Uma

pesquisa feita entre economistas americanos mostrou que 90% deles concordam que as leis de salário mínimo estão aumentando os índices de desemprego entre pessoas pouco capacitadas.

Normalmente, o problema é a inexperiência:

apenas 2% dos americanos com mais 24 anos recebiam um salário mínimo.

Os defensores do salário mínimo geralmente se baseiam em suas estimativas de quanto um trabalhador “precisa” para ter uma “vida digna” – ou em outro critério que desconsidera a capacitação, experiência ou produtividade do trabalhador. Então, não é de se admirar que as leis de salário mínimo digam que jovens trabalhadores não servem para nenhum cargo.

O mais surpreendente é que, apesar de inúmeras evidencias dos efeitos devastadores do salário mínimo sobre jovens negros, membros dos “movimentos negros” continuam votando por essas leis.

Certa vez, anos atrás, durante uma conversa privada com um deputado a favor da “causa negra”, eu o questionei como ele poderia votar por tais leis.

A resposta que obtive foi: ativistas negros faziam parte de alianças políticas e, como tais, era esperado que eles votassem por outras coisas que seus aliados quisessem, como as leis de salário mínimo, em troca de seus aliados votarem por pautas do movimento negro.

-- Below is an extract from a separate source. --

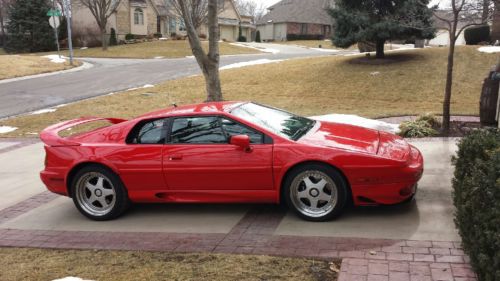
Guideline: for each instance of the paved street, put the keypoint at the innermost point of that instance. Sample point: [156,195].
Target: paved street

Quando perguntei o que defensores da causa negra estavam recebendo em troca de apoiar leis que estavam sacrificando gerações de jovens negros com altíssimos índices de desemprego, a conversa acabou imediatamente. Eu posso ter sido um pouco ríspido quando fiz a pergunta.

A mesma pergunta poderia ser feita sobre funcionários públicos negros em geral, incluindo o Presidente Obama, que ficou ao lado do sindicato de professores, se opondo ao sistema de vouchers e escolas modelo, o que permitiria pais negros (dentre outros) tirar suas crianças de escolas públicas ruins.

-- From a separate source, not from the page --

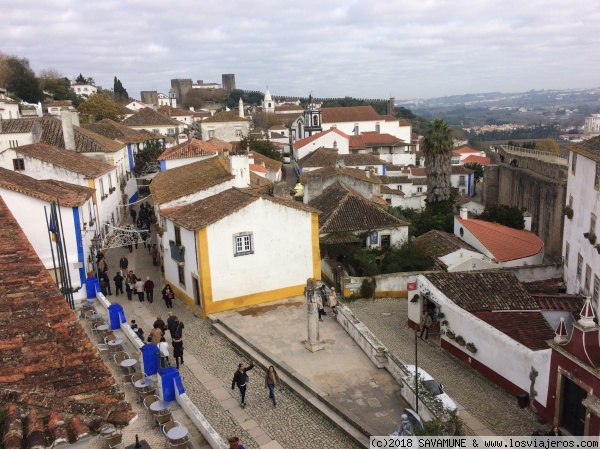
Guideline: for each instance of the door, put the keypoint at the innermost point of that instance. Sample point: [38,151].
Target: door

As leis de salário mínimo podem até influenciar nos níveis de discriminação racial. Anos atrás, quando discriminação era legal e socialmente aceitável, leis de salário mínimo eram frequentemente usadas abertamente para excluir as minorias do mercado de trabalho.

Em 1925, uma lei de salário mínimo foi aprovada na província Canadense de British Columbia, com a intenção e o efeito de excluir imigrantes japoneses da indústria madeireira.

Um professor de Harvard da época, defendeu a aprovação da lei australiana de salário mínimo como uma forma de “proteger a qualidade de vida Australiana, contra a competição de indivíduos de cor, particularmente os Chineses” que estavam dispostos a trabalhar por um salário menor.

Na África do Sul, durante o apartheid, sindicatos de brancos exigiram que as leis de salário mínimo se aplicassem a todas as raças, para impedir que trabalhadores negros tomassem o lugar de trabalhadores brancos sindicalizados recebendo menos que o salário definido pelo sindicato.

Alguns defensores da primeira lei federal de salário mínimo nos EUA – a lei Davis-Bacon de 1931 – usaram exatamente o mesmo raciocínio citando o fato de que construtoras do Sul, usando trabalhadores negros não sindicalizados, estavam vindo para o Norte e superando as construtoras que empregavam trabalhadores brancos sindicalizados.

Os apoiadores da lei de salário mínimo entenderam, há muito tempo atrás, algo que os atuais defensores da lei parecem nem se dar ao trabalho de pensar. Pessoas que tem seus salários aumentados por leis não necessariamente são beneficiadas, porque é menos provável que sejam contratadas com um salário mínimo imposto.

Sindicatos têm sido apoiadores das leis de salário mínimo em diversos países no mundo, eliminando do mercado trabalhadores não-sindicalizados, deixando mais empregos para os membros.

Pessoas que defendem políticas que parecem ser boas, seja por razões políticas ou só para se sentirem bem consigo mesmas, normalmente não se dão ao trabalho de pensar nas consequências antes ou de, sequer, analisar os resultados depois.

Se eles pensassem, como poderiam imaginar que uma grande quantidade de jovens desempregados nas ruas poderia ser boa para qualquer sociedade – especialmente nos locais onde a maioria desses jovens foi criada por mães solteiras, outra consequência não intencional, neste caso, de políticas assistencialistas?